Rumeurs et calomnie
La calomnie est un moyen très efficace de se débarrasser d’une personne problématique, et avec la rumeur pour cheval de Troie elle s’avère redoutable dans tous les milieux : professionnel, associatif, amical, familial ou autre.
Comme n’importe quelle technique de désinformation, la rumeur calomnieuse doit reposer sur une part de vérité ou sur un élément qui pourrait coller au réel pour être performante.
Prenons Alphonse ce collègue trop travailleur qui vous fait de l’ombre.
Imaginons qu’Alphonse soit féru de blagues graveleuses, qu’il parle fort, qu’il soit charmeur, viril et plus très jeune.
Pas la peine d’aller chercher loin pour dézinguer cet affreux mâle non-déconstruit : faites-le passer pour un satyre ! Il se masturbe dans les toilettes, il consulte des sites pornographiques en loucedé, il a donné du « mademoiselle » à une serveuse, on l’a vu en ville avec une femme très vulgaire qui n’était pas la sienne…

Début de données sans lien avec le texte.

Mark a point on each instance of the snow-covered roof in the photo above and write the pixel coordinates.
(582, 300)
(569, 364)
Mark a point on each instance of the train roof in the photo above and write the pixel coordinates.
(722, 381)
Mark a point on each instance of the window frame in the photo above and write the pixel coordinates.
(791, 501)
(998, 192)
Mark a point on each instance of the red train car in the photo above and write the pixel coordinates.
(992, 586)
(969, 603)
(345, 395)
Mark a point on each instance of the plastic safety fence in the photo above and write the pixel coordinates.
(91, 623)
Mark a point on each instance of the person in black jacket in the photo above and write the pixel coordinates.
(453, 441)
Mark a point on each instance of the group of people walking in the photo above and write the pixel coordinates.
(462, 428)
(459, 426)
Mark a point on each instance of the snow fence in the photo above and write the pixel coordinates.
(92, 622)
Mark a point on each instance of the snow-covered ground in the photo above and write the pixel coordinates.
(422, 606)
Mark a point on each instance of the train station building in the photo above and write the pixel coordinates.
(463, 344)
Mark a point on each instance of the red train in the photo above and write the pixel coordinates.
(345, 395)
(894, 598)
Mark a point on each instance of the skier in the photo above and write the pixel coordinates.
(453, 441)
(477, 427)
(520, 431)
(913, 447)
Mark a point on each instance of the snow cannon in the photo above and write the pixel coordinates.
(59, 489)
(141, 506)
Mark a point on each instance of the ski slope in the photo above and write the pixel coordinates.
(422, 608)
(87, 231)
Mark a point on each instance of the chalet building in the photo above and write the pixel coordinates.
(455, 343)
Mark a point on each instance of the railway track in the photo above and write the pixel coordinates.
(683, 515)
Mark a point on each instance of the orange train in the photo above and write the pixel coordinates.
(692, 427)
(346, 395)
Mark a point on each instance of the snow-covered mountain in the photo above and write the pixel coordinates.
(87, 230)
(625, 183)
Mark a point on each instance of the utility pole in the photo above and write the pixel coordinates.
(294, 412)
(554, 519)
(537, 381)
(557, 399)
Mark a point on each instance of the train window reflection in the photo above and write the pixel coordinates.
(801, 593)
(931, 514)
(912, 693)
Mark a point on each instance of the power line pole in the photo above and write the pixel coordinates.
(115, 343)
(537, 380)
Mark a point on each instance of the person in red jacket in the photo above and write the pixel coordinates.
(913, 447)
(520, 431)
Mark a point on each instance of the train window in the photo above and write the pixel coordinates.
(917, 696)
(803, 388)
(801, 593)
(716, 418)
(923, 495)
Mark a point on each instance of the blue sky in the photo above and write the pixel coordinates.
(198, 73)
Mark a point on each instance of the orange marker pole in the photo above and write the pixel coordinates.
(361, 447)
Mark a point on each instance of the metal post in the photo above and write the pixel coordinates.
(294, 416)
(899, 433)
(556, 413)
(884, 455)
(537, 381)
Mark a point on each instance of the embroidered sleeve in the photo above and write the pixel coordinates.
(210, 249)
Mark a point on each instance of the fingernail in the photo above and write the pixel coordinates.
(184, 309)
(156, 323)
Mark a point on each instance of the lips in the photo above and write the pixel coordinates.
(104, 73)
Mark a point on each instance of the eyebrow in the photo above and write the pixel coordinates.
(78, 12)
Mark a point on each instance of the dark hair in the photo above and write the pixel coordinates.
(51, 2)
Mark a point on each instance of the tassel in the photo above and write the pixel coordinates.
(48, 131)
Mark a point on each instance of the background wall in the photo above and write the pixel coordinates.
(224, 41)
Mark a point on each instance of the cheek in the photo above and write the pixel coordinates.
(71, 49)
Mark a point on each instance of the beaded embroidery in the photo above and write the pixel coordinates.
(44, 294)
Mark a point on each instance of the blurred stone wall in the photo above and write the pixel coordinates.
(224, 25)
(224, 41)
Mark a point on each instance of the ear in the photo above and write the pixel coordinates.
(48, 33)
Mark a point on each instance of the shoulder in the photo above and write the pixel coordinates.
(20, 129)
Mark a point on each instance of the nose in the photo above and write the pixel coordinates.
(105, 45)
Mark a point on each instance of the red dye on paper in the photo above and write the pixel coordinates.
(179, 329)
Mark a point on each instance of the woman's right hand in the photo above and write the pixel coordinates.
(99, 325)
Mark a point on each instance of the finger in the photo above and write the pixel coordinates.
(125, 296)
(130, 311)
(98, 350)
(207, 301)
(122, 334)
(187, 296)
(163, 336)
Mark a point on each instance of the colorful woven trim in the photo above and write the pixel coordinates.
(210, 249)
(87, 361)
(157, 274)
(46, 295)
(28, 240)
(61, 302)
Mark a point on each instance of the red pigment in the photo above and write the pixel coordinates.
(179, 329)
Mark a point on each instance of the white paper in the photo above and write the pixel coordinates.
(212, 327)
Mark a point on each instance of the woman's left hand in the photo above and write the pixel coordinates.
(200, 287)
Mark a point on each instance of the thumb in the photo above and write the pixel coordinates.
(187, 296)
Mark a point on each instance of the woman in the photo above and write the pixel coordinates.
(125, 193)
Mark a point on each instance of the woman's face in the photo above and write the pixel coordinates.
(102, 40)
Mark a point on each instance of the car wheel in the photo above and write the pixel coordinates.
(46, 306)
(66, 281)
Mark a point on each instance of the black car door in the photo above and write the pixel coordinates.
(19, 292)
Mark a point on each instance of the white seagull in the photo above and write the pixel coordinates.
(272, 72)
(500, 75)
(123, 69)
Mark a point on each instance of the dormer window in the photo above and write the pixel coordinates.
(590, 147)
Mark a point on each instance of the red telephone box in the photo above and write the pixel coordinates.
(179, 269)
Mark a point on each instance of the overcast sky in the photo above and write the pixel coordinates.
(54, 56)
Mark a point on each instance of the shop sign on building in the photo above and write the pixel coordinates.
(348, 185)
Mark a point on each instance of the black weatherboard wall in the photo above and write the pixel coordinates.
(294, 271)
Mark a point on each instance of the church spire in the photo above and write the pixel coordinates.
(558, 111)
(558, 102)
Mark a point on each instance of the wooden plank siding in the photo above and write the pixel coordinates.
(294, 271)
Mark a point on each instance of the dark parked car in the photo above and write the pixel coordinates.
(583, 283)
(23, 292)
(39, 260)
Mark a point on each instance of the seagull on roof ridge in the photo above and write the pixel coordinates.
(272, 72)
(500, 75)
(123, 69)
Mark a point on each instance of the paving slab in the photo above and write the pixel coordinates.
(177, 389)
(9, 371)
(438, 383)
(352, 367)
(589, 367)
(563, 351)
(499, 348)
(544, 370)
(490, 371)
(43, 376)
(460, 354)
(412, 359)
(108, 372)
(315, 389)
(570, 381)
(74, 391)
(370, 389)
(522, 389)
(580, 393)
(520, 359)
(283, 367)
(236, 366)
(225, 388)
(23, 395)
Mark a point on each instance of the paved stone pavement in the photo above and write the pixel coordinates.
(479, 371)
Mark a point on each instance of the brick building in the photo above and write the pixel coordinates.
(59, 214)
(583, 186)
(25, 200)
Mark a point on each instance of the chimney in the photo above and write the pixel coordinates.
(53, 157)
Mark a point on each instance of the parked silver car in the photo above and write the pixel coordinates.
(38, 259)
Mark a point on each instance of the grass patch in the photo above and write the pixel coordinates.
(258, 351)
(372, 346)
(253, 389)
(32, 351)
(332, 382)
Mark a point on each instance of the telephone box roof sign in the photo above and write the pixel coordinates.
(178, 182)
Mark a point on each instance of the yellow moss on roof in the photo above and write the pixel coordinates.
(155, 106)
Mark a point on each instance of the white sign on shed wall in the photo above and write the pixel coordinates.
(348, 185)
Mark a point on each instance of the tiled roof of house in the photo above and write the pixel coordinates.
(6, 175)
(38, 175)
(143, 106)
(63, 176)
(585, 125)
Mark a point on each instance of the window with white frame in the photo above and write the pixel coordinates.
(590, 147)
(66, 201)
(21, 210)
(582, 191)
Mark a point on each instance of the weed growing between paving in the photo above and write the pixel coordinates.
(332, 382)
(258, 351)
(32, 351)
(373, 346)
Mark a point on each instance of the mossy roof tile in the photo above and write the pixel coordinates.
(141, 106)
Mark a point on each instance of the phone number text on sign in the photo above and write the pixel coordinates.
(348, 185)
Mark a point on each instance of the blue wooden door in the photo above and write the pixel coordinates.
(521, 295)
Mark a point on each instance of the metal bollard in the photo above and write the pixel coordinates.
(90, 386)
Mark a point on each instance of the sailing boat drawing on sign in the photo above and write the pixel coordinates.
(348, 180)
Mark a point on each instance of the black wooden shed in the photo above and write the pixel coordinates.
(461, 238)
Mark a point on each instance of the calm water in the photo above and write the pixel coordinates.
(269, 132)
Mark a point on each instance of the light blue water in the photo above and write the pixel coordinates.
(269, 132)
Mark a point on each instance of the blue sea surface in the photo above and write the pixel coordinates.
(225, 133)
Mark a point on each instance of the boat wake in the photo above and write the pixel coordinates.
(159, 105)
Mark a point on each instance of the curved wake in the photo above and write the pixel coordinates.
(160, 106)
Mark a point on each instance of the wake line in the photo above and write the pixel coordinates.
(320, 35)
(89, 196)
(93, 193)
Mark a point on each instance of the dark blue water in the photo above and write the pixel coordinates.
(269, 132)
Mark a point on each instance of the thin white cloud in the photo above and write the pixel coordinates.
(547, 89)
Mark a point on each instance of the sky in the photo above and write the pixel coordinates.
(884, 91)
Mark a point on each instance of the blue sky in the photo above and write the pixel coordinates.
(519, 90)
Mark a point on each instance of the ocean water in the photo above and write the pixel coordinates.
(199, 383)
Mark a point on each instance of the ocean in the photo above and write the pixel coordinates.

Distillez ces informations à voix basse autour d’un point d’eau puis laissez infuser : une rumeur un peu malsaine aura tôt fait de circuler, et une fois qu’elle sera intégrée (il n’y a pas de fumée sans feu), vous pourrez porter le deuxième coup, là encore en utilisant un élément de réalité : cette charmante stagiaire qui a abandonné son poste l’année passée et dont on a plus jamais entendu parler ? Alphonse aurait tenté de lui mettre la main au panier derrière la machine à café ! Ou était-ce à la photocopieuse ?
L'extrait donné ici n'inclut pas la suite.